We’ve all heard of induction cooktops and their efficiency in cooking your food consistently and evenly. Induction cooking is all the rage these days.
Many people are investing in kitchen upgrades to upgrade to an induction cooktop. This includes buying new cookware that will work on the stovetop. The problem that arises is that there is concern that induction stovetops warp cookware.
Induction cooktops emit a lot of energy in a very short time, creating a lot of heat. This sudden surge of heat may adversely affect cookware and may cause the cookware to warp and bludge as a result. However, this is entirely determined by the quality of the cookware and the thickness of the cookware material.
Why do induction cooktops warp pans?
There are several reasons your pots and pans warp after use on an induction cooktop. Pots or pans that do not make proper contact with the surface will warp because most of the heat is centered against the part of the pot or pan that does make contact. Or, you are using pots or pans that are too thin.
Induction cooktops require cookware made from magnetic base material such as stainless steel, cast iron, or aluminum. In addition, the cookware needs to have a flat bottom. The reason that you need a flat-bottom pot or pan is quite simple. The bottom of the pot or pan is designed to distribute the heat throughout the pot or pan evenly.

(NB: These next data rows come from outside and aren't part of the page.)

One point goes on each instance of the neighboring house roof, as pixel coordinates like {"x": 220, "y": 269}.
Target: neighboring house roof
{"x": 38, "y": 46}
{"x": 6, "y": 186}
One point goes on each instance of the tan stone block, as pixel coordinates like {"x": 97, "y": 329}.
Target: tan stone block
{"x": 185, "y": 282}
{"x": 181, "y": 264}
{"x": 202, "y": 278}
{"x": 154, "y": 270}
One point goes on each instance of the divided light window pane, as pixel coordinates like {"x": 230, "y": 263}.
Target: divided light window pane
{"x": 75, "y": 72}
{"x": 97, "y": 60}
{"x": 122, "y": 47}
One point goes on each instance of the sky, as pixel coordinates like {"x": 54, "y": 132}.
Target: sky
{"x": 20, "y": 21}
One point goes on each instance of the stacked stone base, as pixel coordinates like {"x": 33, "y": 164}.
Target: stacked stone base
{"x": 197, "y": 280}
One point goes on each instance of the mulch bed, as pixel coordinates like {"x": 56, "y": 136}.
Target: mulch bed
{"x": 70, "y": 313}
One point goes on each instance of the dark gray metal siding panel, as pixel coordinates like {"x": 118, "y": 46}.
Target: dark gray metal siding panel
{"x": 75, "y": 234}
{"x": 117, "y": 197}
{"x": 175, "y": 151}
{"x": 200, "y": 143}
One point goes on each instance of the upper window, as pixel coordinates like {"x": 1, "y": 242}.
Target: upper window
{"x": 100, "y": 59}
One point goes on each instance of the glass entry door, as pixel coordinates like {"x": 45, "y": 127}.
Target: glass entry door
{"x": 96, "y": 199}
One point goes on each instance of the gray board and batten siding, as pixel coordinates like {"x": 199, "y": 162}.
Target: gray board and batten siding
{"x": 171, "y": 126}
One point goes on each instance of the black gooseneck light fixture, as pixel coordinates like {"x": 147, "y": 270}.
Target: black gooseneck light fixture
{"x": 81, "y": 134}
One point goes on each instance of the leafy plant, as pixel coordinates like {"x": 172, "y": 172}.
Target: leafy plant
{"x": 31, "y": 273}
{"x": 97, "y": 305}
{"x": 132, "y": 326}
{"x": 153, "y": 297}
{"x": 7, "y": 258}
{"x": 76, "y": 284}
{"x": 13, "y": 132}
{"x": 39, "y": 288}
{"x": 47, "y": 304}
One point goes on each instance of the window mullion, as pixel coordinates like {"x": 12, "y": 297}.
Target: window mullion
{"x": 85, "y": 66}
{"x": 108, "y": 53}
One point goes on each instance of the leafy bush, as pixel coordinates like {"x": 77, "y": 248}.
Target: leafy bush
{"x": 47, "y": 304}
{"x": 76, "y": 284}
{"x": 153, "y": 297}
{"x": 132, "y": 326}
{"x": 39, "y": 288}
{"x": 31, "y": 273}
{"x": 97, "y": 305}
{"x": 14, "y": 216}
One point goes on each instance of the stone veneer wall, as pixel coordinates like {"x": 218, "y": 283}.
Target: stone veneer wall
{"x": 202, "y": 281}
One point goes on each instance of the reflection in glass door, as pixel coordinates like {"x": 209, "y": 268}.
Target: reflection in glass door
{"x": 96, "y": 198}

Induction cookware may be somewhat pricier than traditional cast iron, stainless steel, or aluminum cookware. You may be tempted to buy regular stainless steel, aluminum, or cast iron cookware to save a penny or two. But, we advise against it. It is essential to ensure that the cookware meets the material and design specifications.
The cookware must have a heavy bottom or a double-lined bottom. If you want your cookware to withstand the heat produced by the induction stovetop, you will need to purchase cookware that can handle everyday use on such an appliance. Remember, induction stove tops create a high degree of heat in a short amount of time.
The heat must distribute evenly throughout the pan. If the bottom of the pan is not flat-bottomed, most of the heat will center against the section of the pot or pan that makes contact with the surface of the stovetop. The heat produced will be transferred to other parts of the pan from this single contact point. The danger is that the abuse on one part of the pan may cause the pan to warp over time and ruin your pan.
More often than not, it is the center of the pot or pan that picks up most of the heat, and in turn, it is this area of the pan that starts to warp first.
Will warped pans work on induction?
The induction will work, and the induction will still produce heat, whether the pot or pan is flat or warped. The problem is that the heat will not be distributed as evenly as if the pot or pan is flat-bottomed and not warped.
Furthermore, using a warped pot or pan may only cause more damage to the cookware over time, increasing the need to replace it.
Let’s explain how this works.
Underneath the ceramic-glass surface of the induction cooktop are copper wires. On top of the ceramic-glass surface are circles that indicate where the flat-bottomed pot or pan should be placed. Electricity is sent through the copper wires when the induction cooktop is switched on. This, in turn, creates an electromagnetic field.
The field will act on any ferrous material, such as stainless steel, cast iron, or aluminum. The flat bottom pan or pot ensures that the ferrous material is heated up evenly and consistently during contact. However, complete contact does not have to be made. This connection can happen from a distance as well.
This means that your warped pot or pan will still heat up. Albeit not quite the same as an entirely flat-bottomed pot or pan. The pot or pan will have to be shaped like a round-bottomed wok for induction not to take place.
How do I prevent my pans from warping on an induction cooktop?
Luckily, there are solutions that you can adopt to help prevent your induction cooktop from ruining your expensive cookware.
- Set the heat low
- Buy a heat diffusion plate
- Avoid thermal shock
- Don’t keep the pot or pan on high heat for too long
- Avoid using thin pots or pans
Set the heat low
Start by setting your induction cooktop on low heat and gradually work up to the desired heat. This will help the pots slowly distribute the heat throughout the pot or pan, reducing the need to absorb such a large amount of heat in a short amount of time. The only drawback is that cooking will take additional time, but the payoff is worth it.
Buy a heat diffusion plate
A heat infusion plate will help to convert the magnetic energy into heat. The best part about using a heat diffusion plate is that you won’t need to invest in new cookware. You can now use any type of cookware on your induction cooktop.
Avoid thermal shock
When you use your cookware on an induction stovetop, you may be tempted to put the pots under water immediately after use. Avoid doing this as it causes thermal shock, which may cause your pots and pans to warp even more. While there is no actual heat to worry about when using an induction cooktop, you still need to allow the pot or pan to “cool down” after use.
Don’t keep the pot or pan on high heat for too long
Try to limit the time you use the pot or pan on induction cooktops whenever possible. This will go a long way in preventing your pots or pans from warping.
Avoid using thin pots or pans
Whenever possible, invest in a good-quality pot and pan set. Avoid using thin and flimsy pots or pans, as these are most susceptible to warping under high heat.